Sean has conducted over 650 executive education and consulting engagements in the US, Europe, and Asia, with highly successful firms, including over 75 Fortune 500 Firms, including training 24 CEOs and their top management teams.

Dr. Hannah holds a PhD in Management from the University of Nebraska, an MBA from Syracuse University, a Masters of Public Administration from Syracuse University, a Masters in National Security Studies from the Marine Corps University, and a Bachelor of Political Science from California State University.

 

Title: TBD

Christine ​Pearson is professor of global leadership at Thunderbird School of Global Management (a member of the Knowledge Network of Arizona State University). She has built a worldwide reputation as an expert on curtailing and containing dysfunctional behavior at work, from the dramatic sweep of organizational crises, to the corrosive impact of problems that escalate from low-intensity incivility and aggression in the workplace.

Pearson is highly sought after for her expertise by both academic and business sectors. She has helped numerous organizations plan for, avert and contain bad behavior – from devastating, business-threatening events, such as, workplace homicide, executive kidnapping, product tampering, aircraft accidents and consumer fraud – to the day-to-day erosion of workplace incivility.

As a consultant and executive-development adviser, Pearson has assisted organizations such as PepsiCo, Dow Chemical, NASA, Clorox, Transamerica, Cisco Systems, Kraft Foods, the Nuclear Regulatory Agency, BellSouth/AT&T, Mobil, Chevron, Nortel Asia, the Islamic Development Bank, SABIC, and the Red Cross.

She has been cited in more than 600 newspapers and magazines, and featured on international radio and television broadcasts including the major U.S. networks, BBC, CBC, NPR, CNN and additional networks around the world. Her work has appeared in publications such as Harvard Business Review, Financial Times, The Wall Street Journal, The New York Times, Fortune, Forbes, Fast Company, Inc., and Conference Board Review.
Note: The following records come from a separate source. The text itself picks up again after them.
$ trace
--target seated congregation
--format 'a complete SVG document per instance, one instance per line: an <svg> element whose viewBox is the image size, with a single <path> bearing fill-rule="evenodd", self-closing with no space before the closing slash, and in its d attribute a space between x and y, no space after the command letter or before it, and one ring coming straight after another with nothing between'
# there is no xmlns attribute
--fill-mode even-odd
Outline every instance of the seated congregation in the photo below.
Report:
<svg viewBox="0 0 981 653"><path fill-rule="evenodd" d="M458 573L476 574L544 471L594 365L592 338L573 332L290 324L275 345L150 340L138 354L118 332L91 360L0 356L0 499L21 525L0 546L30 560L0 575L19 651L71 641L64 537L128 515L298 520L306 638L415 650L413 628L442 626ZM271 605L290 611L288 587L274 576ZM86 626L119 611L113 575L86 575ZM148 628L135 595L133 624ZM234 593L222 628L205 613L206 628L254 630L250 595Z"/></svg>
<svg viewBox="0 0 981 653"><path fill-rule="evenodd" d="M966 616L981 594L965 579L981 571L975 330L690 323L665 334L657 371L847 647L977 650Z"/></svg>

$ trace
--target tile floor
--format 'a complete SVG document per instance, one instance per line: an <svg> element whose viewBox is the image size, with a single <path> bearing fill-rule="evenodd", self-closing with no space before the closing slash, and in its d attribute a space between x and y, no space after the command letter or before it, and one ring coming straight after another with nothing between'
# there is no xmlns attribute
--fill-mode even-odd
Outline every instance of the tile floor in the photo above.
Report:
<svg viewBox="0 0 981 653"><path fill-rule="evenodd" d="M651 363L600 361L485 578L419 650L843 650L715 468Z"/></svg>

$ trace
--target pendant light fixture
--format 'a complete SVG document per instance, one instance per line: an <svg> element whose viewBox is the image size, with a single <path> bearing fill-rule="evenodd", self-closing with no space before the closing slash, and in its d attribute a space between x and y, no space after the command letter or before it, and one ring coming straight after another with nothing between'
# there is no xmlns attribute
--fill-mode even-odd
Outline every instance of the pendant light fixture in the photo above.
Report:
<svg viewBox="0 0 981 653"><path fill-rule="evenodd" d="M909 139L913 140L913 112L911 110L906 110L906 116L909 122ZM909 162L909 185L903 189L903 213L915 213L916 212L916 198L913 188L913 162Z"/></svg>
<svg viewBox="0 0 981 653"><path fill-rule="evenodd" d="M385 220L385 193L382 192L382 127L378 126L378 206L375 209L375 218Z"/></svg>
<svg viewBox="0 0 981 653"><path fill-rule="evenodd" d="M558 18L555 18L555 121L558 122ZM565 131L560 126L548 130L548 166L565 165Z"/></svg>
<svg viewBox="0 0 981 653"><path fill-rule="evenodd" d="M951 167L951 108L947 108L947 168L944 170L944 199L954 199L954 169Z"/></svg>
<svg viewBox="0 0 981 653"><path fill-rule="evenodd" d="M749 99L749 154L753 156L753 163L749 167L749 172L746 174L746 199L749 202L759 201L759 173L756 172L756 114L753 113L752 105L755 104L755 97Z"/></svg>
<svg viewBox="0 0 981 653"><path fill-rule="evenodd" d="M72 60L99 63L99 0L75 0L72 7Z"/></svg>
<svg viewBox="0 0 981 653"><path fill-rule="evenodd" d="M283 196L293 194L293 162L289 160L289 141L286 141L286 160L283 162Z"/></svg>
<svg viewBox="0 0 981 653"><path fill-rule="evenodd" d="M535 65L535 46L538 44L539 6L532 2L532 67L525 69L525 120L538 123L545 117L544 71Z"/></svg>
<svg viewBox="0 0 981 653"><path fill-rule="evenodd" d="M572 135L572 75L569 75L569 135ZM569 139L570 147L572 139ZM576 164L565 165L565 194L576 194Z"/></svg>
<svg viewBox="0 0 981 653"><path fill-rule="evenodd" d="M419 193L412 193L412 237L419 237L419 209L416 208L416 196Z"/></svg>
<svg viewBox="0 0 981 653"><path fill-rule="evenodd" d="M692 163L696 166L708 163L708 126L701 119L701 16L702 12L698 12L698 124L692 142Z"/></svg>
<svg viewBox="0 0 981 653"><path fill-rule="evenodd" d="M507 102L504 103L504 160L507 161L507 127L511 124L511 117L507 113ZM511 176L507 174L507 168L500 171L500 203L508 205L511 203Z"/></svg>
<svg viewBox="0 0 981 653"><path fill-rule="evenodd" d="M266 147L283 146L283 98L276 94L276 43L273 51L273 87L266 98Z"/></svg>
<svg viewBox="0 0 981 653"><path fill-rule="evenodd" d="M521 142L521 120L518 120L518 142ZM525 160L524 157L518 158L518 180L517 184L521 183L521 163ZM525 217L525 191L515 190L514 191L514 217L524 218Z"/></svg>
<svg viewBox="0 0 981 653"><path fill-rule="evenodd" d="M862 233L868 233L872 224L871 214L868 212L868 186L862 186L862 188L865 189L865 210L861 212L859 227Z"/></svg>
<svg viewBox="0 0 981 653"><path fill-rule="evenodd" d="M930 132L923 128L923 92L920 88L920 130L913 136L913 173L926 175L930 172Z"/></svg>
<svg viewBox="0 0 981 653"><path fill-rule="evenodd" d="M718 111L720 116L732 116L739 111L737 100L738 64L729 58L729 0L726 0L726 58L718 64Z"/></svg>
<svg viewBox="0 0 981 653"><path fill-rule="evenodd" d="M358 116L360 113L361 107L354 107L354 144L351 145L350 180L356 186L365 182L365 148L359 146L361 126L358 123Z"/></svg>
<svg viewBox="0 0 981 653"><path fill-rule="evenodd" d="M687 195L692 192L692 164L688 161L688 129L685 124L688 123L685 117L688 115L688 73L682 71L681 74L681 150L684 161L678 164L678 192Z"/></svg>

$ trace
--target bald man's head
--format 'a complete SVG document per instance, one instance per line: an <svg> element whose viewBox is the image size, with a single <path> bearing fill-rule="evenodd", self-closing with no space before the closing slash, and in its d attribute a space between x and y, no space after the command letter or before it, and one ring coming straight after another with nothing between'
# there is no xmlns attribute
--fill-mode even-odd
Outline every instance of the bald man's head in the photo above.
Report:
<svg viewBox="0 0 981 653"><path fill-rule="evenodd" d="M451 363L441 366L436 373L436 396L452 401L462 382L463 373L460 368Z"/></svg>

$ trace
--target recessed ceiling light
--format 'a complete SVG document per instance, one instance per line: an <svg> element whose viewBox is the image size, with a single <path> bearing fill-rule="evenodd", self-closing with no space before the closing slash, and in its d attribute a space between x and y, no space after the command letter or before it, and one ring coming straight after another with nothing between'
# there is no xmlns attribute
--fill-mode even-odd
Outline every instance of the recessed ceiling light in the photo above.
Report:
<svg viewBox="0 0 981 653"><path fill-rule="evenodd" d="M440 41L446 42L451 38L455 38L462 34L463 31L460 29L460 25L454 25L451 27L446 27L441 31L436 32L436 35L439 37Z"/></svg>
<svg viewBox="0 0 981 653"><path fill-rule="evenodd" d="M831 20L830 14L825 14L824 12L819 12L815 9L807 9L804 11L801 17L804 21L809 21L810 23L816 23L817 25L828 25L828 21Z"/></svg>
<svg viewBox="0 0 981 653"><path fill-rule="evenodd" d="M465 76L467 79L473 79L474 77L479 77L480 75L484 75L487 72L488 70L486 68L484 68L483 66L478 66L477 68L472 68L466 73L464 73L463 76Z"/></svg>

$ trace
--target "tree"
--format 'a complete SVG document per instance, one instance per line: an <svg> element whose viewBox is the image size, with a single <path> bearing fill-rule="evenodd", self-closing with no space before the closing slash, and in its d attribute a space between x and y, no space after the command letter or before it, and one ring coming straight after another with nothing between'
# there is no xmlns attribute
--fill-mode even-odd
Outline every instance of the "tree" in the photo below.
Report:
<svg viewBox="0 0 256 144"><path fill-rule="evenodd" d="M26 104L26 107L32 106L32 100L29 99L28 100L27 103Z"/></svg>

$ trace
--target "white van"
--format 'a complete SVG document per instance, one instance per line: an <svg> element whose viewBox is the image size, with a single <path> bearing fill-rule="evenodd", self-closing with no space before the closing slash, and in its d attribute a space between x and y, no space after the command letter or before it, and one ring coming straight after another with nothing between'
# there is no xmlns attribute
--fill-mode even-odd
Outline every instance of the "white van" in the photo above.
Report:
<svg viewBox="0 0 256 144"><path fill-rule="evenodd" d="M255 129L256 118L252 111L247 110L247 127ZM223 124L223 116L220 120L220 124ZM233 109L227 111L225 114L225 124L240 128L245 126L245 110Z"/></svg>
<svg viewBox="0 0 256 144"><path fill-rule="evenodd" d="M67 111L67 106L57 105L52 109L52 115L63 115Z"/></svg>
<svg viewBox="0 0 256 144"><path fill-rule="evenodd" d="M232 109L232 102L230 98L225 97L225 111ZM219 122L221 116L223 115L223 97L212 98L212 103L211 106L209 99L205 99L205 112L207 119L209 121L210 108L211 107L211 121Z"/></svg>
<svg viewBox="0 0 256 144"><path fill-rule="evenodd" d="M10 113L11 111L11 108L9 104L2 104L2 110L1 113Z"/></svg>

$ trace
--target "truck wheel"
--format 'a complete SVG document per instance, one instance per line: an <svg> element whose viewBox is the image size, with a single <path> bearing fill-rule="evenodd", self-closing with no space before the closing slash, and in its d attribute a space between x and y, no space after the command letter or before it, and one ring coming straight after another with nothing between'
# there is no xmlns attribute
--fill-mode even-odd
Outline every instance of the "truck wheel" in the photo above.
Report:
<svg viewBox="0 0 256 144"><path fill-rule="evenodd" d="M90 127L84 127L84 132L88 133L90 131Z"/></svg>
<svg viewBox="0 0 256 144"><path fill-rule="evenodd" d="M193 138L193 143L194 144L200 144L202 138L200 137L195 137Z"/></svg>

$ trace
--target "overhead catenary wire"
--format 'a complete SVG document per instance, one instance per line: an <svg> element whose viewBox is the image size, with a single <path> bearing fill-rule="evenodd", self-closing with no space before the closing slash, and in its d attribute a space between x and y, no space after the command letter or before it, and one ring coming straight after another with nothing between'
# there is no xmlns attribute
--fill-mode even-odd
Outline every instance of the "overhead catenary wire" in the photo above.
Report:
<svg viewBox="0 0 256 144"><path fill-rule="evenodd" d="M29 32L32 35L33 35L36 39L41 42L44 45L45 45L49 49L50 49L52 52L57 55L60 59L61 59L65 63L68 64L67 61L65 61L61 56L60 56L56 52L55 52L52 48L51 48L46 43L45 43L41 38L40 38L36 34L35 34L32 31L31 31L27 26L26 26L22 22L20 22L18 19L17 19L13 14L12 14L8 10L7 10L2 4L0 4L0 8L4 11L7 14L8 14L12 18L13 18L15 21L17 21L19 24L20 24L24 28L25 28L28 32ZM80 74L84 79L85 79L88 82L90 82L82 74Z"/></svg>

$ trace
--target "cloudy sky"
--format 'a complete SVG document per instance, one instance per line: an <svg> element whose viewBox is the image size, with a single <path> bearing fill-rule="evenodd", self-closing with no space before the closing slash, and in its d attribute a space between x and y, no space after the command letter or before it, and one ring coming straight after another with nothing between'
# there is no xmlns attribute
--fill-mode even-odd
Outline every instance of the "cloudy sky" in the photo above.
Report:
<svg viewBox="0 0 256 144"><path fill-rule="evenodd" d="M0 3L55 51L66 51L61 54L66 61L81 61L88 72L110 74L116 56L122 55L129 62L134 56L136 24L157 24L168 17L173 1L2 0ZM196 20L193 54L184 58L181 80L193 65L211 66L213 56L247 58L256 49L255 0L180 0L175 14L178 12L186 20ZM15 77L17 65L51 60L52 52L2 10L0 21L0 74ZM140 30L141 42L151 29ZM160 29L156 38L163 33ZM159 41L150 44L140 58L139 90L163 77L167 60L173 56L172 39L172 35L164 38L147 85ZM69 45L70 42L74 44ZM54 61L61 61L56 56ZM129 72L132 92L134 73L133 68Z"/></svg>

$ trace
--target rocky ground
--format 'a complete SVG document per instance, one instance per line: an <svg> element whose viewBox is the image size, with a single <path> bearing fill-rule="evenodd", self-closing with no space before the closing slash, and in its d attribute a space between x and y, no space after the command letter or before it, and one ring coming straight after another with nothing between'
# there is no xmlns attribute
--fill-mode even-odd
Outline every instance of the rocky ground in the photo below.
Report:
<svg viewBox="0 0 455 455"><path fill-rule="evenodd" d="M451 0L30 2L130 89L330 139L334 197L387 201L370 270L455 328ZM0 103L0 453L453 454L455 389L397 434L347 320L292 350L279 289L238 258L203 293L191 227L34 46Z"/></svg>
Pearson has taught MBA, executive MBA, executive education, and doctoral courses in global leadership, crisis management, organizational change, personal leadership development, strategic management and human resource management at University North Carolina, Duke, University of Southern California and additional universities in Brazil, Canada, China and France. She has more than two decades experience teaching distanced academic programs globally. In light of her belief in lifting humanity through women micro-entrepreneurs in developing countries, Christine was academic director and co-designer of the SALTA program, which provided in-person education to 100,000 women micro-entrepreneurs in Peru. She has been a faculty member in Artemis and other programs, educating micro-entrepreneurial women from countries in the Middle East, Latin America, Eastern Europe, as well as the Pacific Islands.

Pearson has written six books on crisis leadership and bad behavior at work that have been translated into Chinese, Arabic and Spanish. Her book credits include the first grounded practitioner book on crisis management (with Mitroff), the first international scholarly book on crisis management (with Roux-Dufort and Clair) and the first grounded practitioner book on workplace incivility (with Porath). Her work has been published in numerous academic journals including, for example, Academy of Management Review, Academy of Management Executive, Organization Science, Harvard Business Review, Human Relations, Organizational Dynamics, and Administrative Science Quarterly.

Pearson earned her doctorate in business from the University of Southern California.